Même si on a eu peur, Metallica a démontré au Sportpaleis qu’en matière de metal lourd, il faut toujours compter sur eux !

Pour les fans de métal, l’évènement majeur de ce mois de novembre en Belgique était indiscutablement le rendez-vous avec Metallica au Sportpaleis d’Anvers dans le cadre de leur WorldWired Tour. Le groupe y a donné deux concerts archi-soldout et c’est donc perdu dans une foule nombreuse et impatiente que je me suis retrouvé ce 1er novembre sur l’esplanade de la salle anversoise.

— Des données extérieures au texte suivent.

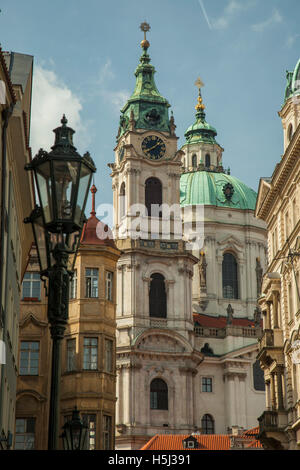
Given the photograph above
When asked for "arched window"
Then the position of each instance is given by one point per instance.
(153, 195)
(207, 160)
(229, 275)
(158, 395)
(122, 200)
(194, 161)
(157, 296)
(258, 377)
(208, 424)
(290, 132)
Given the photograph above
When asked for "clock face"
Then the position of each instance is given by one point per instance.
(153, 147)
(121, 153)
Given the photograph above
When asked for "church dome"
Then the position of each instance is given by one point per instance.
(215, 189)
(293, 82)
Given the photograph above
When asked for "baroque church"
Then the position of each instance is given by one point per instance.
(187, 317)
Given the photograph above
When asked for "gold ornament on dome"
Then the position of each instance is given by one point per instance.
(199, 84)
(145, 27)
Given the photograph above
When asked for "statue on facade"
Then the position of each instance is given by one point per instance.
(259, 274)
(202, 270)
(257, 316)
(229, 314)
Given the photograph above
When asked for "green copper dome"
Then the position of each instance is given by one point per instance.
(293, 82)
(200, 131)
(215, 189)
(146, 106)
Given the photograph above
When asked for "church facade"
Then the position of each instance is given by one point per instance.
(187, 317)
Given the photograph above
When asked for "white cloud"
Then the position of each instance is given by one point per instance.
(275, 18)
(232, 9)
(51, 98)
(292, 39)
(115, 98)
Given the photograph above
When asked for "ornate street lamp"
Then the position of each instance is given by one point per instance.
(63, 179)
(74, 433)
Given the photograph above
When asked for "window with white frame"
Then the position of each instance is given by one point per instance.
(73, 286)
(90, 353)
(109, 285)
(206, 384)
(91, 282)
(107, 432)
(29, 357)
(71, 354)
(25, 433)
(31, 286)
(108, 366)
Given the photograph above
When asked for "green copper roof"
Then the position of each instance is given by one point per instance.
(200, 131)
(293, 82)
(216, 189)
(146, 106)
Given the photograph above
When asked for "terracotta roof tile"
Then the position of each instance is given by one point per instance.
(206, 441)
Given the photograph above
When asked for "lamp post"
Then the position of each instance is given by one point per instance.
(74, 433)
(63, 179)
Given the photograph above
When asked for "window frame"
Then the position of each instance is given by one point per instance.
(34, 277)
(159, 397)
(89, 286)
(25, 433)
(109, 286)
(232, 280)
(89, 348)
(207, 385)
(29, 359)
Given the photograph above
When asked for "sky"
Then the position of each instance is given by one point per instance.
(86, 51)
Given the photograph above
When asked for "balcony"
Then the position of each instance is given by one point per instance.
(271, 346)
(271, 429)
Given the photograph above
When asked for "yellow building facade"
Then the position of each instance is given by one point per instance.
(88, 348)
(278, 204)
(16, 201)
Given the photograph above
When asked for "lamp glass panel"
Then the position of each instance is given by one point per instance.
(84, 184)
(65, 176)
(43, 178)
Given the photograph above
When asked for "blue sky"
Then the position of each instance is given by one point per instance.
(85, 54)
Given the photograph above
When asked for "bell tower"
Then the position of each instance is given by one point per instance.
(156, 358)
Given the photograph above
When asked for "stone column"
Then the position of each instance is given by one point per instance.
(275, 308)
(279, 389)
(273, 392)
(268, 316)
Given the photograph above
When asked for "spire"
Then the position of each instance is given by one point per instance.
(200, 131)
(93, 191)
(146, 104)
(199, 106)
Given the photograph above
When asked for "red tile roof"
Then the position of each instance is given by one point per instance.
(206, 442)
(220, 321)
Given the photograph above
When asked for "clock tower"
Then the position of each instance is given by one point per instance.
(156, 357)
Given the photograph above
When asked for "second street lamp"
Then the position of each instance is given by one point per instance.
(63, 179)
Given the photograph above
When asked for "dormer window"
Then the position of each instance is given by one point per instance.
(207, 160)
(194, 161)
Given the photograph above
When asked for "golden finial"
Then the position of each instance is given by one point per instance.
(145, 27)
(199, 84)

Metallica©Jean-Pierre Vanderlinden

Lorsque je pénètre dans la salle c’est le très prometteur jeune groupe norvégien Kvelertak qui est sur les planches en guise de première partie. Mal servi par un son pourri, on a du mal à apprécier (ou pas) ce combo qui visiblement se donne à fond devant une foule un peu amorphe. Dommage, car sur disque les norvégiens proposent un metal assez convainquant qui méritait mieux que ça. On sait que le Sportpaleis n’est pas une salle réputée pour la qualité du son, mais de nos jours il est tout à fait possible d’offrir au public une qualité sonore tout à fait potable même dans une salle compliquée. Bref, le son n’y est pas et ce sera malheureusement encore le cas pendant une bonne partie du concert de Metallica. 

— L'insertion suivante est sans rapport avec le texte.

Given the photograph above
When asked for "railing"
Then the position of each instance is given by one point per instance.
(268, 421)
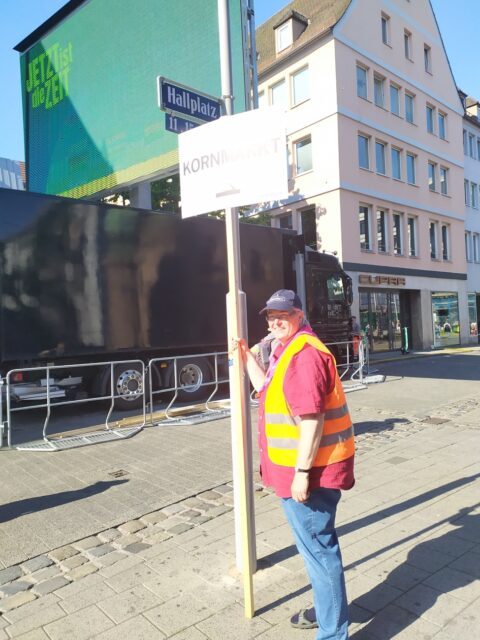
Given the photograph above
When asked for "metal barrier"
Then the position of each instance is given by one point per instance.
(108, 433)
(193, 414)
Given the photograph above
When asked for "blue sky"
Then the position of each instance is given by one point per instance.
(458, 22)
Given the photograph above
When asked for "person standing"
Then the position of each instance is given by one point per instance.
(306, 452)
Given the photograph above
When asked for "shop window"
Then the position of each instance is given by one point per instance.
(446, 323)
(364, 222)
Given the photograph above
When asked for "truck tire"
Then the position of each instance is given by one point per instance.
(192, 374)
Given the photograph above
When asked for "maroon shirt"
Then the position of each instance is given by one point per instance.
(309, 378)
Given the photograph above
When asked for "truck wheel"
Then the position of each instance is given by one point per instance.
(128, 383)
(191, 375)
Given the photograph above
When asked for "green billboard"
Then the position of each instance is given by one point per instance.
(89, 85)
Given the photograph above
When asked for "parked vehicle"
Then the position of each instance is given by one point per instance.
(84, 282)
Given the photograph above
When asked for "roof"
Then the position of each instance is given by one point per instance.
(48, 25)
(322, 16)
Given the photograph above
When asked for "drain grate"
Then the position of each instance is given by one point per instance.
(432, 420)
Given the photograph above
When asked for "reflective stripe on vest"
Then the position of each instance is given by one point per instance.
(282, 427)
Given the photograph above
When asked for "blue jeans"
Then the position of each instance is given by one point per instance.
(313, 524)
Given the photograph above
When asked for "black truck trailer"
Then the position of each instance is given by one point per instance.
(83, 282)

Metallica©Jean-Pierre Vanderlinden

Il est 21h20 lorsque la musique d’Ennio Morricone retentit et des dizaines d’écrans s’allument sur scène. Entourés de leurs gardes du corps, les Four Horsemen traversent la foule ,montent sur scène et balancent leurs riffs sur « Hardware » et « Atlas Rise ! « . Le son est réellement mauvais, les basses vous remuent les tripes et les aigus semblent sortir d’un baffle semblable à un dé à coudre poussé au maximum. Pas d’amplitude, des riffs métalliques confus dans lesquels se perd la voix inaudible de James. Bref c’est une catastrophe sonore et les bouchons d’oreilles bien utiles dans pareil cas servent à rétablir quelque peu une audition correcte. Comment peut-on offrir un son pareil à son public quand on possède les moyens financiers et techniques de Metallica?

Sur les écrans suspendus dans le vide au-dessus du band on distingue Lars Ulrich, Kirk Hammett, Robert Trujillo et James Hetfield qui semblent assurer comme des robots au coeur de ce chaos musical. Durant chaque titre, les musiciens changent systématiquement de place sur la scène centrale afin d’être visible de tous,ce qui donne lieu à un ballet orchestré et peu spontané.

Heureusement, les choses vont s’arranger petit à petit au cours d’un concert de 2h30 qui ira crescendo tant sur le plan du son que sur celui de la qualité du set. « Now That We’re Dead » sera prétexte à un solo de percussions qui verra les quatre membres frapper leurs futs avec enthousiasme même si ce petit intermède n’apporte pas grand chose au show et qu’on aurait pu largement s’en passer. Comme dans chaque ville le groupe y va aussi de sa petite reprise locale, et ce soir nous avons droit à « This Is Rock N’ Roll » du groupe punk belge The Kids. Un clin d’oeil sympathique.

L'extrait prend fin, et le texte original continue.